DURBAN, SOUTH AFRICA (FRONTLINE MEDICAL NEWS) – On-demand preexposure prophylaxis using oral antiretroviral therapy taken by men as little as 2 hours before engaging in high-risk sex with other men proved even more effective in preventing HIV transmission in the IPERGAY open-label extension study than in the original randomized, double-blind, placebo-controlled IPERGAY trial, Jean-Michel Molina, MD, reported at the 21st International AIDS Conference.

In the previously reported landmark double-blind IPERGAY trial, the incidence of HIV infection was 0.91%/year with tenofovir/emtricitabine (Truvada) for preexposure prophylaxis (PrEP) during 219 person-years of follow-up and 6.6%/year with placebo during 212 person-years of follow-up, for an 86% relative risk reduction ( N Engl J Med. 2015 Dec 3;373[23]:2237-46 ). In the 299 participants in the open-label extension of IPERGAY, HIV infection occurred at a rate of just 0.19%/year during 515 person-years of prospective follow-up, translating to a 97% reduction in risk, compared with the placebo-treated controls in the parent study.

Moreover, the one patient who became HIV positive in the open-label extension study hadn’t used PrEP for months beforehand because he’d been in a stable relationship with a single partner, who turned out to be HIV infected, according to Dr. Molina, professor of infectious diseases at the University of Paris-Diderot and head of the infectious diseases department at Saint-Louis Hospital.

The rationale for on-demand, as-needed PrEP is that patients find it less burdensome than chronic daily therapy. The IPERGAY regimen entails taking a loading dose of two tablets of Truvada, each containing a fixed dose of 300 mg of tenofovir and 200 mg of emtricitabine, with food 2-24 hours before sex, followed by a third tablet 24 hours after the loading dose and a fourth tablet 24 hours after that. If a patient has multiple consecutive sexual episodes, he is to take one tablet per day until the last episode, then take the two postexposure tablets at 24-hour intervals.

Participants in the open-label extension study engaged in high-risk sex. At baseline they had averaged seven different sexual partners in the previous 2 months and engaged in condomless anal sex with at least two different partners in the prior 6 months.

At baseline 77% of subjects indicated their last experience of receptive anal intercourse was condomless. And even though all study participants received risk reduction counseling and free condoms, at the study’s end 86% of subjects said they were condomless for their most recent experience of receptive anal intercourse, a significant increase, compared with baseline.
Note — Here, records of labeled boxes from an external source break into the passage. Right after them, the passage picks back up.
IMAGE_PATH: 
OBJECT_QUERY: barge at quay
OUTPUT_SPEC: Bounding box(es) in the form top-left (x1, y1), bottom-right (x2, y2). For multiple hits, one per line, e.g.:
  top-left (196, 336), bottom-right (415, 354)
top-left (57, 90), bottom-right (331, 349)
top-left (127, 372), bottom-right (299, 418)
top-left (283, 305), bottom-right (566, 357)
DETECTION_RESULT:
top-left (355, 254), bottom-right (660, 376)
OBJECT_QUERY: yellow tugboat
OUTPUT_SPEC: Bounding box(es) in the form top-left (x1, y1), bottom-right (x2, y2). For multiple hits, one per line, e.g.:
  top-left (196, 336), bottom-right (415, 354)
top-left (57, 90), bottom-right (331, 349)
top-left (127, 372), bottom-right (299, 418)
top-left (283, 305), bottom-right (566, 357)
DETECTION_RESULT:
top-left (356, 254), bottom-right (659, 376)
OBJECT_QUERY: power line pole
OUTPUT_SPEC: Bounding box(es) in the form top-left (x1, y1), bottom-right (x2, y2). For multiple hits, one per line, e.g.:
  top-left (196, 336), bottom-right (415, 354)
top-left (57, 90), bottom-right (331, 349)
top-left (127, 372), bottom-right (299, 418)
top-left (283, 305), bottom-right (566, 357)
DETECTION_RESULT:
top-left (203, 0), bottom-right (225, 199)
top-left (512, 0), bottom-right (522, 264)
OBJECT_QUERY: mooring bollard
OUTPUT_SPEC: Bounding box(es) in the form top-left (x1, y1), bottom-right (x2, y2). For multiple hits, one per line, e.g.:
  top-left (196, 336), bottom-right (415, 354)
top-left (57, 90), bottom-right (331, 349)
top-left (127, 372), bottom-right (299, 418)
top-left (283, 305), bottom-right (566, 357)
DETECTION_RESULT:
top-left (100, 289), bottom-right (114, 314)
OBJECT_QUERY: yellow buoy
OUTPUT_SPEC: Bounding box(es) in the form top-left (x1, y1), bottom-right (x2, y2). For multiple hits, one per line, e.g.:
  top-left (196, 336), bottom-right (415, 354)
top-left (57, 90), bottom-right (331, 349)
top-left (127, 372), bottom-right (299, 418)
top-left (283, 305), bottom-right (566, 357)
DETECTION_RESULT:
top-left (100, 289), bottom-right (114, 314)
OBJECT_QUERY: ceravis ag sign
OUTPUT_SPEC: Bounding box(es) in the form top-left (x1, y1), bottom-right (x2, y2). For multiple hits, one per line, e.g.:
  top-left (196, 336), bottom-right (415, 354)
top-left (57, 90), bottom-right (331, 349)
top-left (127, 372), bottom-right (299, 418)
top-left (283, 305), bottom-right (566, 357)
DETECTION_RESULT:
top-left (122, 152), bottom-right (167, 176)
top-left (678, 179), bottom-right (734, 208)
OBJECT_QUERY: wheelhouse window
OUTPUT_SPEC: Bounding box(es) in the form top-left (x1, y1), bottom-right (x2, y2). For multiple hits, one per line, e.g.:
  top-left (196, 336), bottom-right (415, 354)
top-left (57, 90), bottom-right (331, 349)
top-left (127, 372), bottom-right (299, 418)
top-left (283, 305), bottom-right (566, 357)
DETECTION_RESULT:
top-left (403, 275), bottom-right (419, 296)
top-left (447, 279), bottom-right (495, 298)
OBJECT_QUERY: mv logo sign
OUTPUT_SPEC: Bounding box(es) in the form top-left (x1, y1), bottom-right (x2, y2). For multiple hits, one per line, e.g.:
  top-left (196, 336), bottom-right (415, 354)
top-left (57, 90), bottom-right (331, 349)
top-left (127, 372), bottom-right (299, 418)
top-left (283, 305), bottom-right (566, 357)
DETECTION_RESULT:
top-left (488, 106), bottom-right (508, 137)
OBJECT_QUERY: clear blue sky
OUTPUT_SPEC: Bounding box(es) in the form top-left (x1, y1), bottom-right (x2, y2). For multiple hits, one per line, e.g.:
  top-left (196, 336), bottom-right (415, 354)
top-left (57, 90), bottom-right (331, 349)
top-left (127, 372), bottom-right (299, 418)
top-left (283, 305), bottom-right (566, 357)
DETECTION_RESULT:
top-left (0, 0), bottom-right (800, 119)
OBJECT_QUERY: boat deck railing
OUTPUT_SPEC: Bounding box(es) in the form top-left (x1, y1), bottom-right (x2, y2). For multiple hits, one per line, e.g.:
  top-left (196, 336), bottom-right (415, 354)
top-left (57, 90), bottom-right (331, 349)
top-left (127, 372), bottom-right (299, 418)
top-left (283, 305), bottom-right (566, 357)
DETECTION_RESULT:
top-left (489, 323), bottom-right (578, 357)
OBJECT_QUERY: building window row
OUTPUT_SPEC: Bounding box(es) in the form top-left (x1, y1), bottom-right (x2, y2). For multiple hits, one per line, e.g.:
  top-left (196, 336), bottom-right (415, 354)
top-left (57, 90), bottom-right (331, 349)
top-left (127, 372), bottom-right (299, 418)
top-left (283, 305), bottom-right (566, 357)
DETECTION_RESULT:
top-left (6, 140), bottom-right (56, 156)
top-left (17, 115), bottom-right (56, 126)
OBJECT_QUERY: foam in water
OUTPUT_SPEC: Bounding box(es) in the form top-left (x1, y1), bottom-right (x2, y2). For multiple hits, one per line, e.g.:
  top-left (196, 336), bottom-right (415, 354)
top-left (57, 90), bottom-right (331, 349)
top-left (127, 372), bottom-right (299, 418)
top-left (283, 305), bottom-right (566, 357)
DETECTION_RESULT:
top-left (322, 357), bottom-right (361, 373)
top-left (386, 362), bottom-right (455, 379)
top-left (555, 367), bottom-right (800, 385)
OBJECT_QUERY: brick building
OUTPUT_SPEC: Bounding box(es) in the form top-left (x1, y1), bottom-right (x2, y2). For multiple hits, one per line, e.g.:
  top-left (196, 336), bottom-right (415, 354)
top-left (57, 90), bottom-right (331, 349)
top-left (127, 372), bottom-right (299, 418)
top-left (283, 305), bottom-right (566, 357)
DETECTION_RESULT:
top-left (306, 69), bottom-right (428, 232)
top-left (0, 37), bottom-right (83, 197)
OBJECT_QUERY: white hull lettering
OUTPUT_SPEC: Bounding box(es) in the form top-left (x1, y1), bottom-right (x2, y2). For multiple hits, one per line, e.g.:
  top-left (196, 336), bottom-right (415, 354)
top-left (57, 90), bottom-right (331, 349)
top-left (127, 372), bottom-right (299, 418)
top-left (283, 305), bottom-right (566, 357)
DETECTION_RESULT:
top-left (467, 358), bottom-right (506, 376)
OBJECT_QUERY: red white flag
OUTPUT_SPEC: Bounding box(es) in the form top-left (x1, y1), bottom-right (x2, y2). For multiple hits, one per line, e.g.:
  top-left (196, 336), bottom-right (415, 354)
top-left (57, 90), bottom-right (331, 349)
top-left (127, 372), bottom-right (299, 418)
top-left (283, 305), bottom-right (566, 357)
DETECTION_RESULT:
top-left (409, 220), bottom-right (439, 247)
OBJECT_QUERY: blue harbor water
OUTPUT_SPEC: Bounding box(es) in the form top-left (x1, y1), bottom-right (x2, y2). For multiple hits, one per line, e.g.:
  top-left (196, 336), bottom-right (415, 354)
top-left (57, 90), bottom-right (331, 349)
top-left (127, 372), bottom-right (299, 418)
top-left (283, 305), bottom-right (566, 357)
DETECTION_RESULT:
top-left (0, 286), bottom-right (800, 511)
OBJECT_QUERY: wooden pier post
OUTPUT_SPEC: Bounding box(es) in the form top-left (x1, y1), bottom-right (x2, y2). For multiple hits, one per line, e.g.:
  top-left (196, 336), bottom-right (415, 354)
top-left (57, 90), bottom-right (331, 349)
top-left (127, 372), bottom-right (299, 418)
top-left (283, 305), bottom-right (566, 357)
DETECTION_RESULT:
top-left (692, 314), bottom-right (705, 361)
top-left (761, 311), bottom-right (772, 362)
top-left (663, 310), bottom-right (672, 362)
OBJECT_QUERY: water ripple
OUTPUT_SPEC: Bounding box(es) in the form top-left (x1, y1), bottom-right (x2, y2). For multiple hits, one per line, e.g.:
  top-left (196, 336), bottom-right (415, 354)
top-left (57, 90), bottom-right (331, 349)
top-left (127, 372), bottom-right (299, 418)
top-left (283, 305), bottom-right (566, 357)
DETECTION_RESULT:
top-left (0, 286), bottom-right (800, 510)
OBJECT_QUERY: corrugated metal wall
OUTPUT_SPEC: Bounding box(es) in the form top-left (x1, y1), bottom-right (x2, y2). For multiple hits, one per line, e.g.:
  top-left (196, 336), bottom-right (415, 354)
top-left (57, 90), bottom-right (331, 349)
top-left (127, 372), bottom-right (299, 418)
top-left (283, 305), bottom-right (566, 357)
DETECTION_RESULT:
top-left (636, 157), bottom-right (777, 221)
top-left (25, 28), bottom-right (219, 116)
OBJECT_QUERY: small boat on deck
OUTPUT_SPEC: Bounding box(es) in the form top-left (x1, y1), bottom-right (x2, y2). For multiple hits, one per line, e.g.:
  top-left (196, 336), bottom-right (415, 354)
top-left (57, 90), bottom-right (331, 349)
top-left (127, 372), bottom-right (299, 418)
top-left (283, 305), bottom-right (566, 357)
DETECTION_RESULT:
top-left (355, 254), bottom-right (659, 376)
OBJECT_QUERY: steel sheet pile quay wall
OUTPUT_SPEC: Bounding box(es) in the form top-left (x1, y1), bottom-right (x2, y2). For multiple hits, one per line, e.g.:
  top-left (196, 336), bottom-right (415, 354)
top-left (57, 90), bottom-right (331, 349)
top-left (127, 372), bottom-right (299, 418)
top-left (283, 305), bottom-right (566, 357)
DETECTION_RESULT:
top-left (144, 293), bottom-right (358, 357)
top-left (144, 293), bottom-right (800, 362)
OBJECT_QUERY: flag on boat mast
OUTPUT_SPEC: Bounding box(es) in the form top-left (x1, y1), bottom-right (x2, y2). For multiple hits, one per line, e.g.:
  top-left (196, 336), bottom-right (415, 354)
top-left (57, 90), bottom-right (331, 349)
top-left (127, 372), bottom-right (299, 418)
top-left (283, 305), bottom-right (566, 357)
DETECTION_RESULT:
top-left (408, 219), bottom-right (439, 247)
The rate of non-HIV sexually transmitted infections was disturbingly high in both the open-label extension study and parent randomized trial. This will need to be addressed in future prevention studies, Dr. Molina said. During the open-label study, for example, 34% of men developed one or more chlamydia infections, 32% had gonorrhea, 19% syphilis, and 1% became infected with hepatitis C virus.

Patient questionnaire responses indicated 50% of subjects in the open-label study used PrEP correctly, a significantly better adherence rate than the 42% seen in the earlier double-blind study. Adherence is often better in open-label studies because participants are counseled that the regimen has been shown to be effective and there’s no chance they’ll receive a placebo. But the 24% rate of suboptimal PrEP use and 26% rate of no PrEP at last sexual intercourse in the extension study leave ample room for improvement, the researcher noted.

Adverse events in the open-label extension study were similar to those seen in the double-blind trial. Nausea/vomiting and other gastrointestinal symptoms were the most common adverse events, affecting 13% of subjects in the open-label study. All three study dropouts because of adverse events resulted from a drop in plasma creatinine clearance.

The IPERGAY studies were funded by the French National Agency for Research on AIDS and Viral Hepatitis. Dr. Molina reported serving as an advisor to Gilead Sciences, which markets Truvada, as well as a handful of other pharmaceutical companies.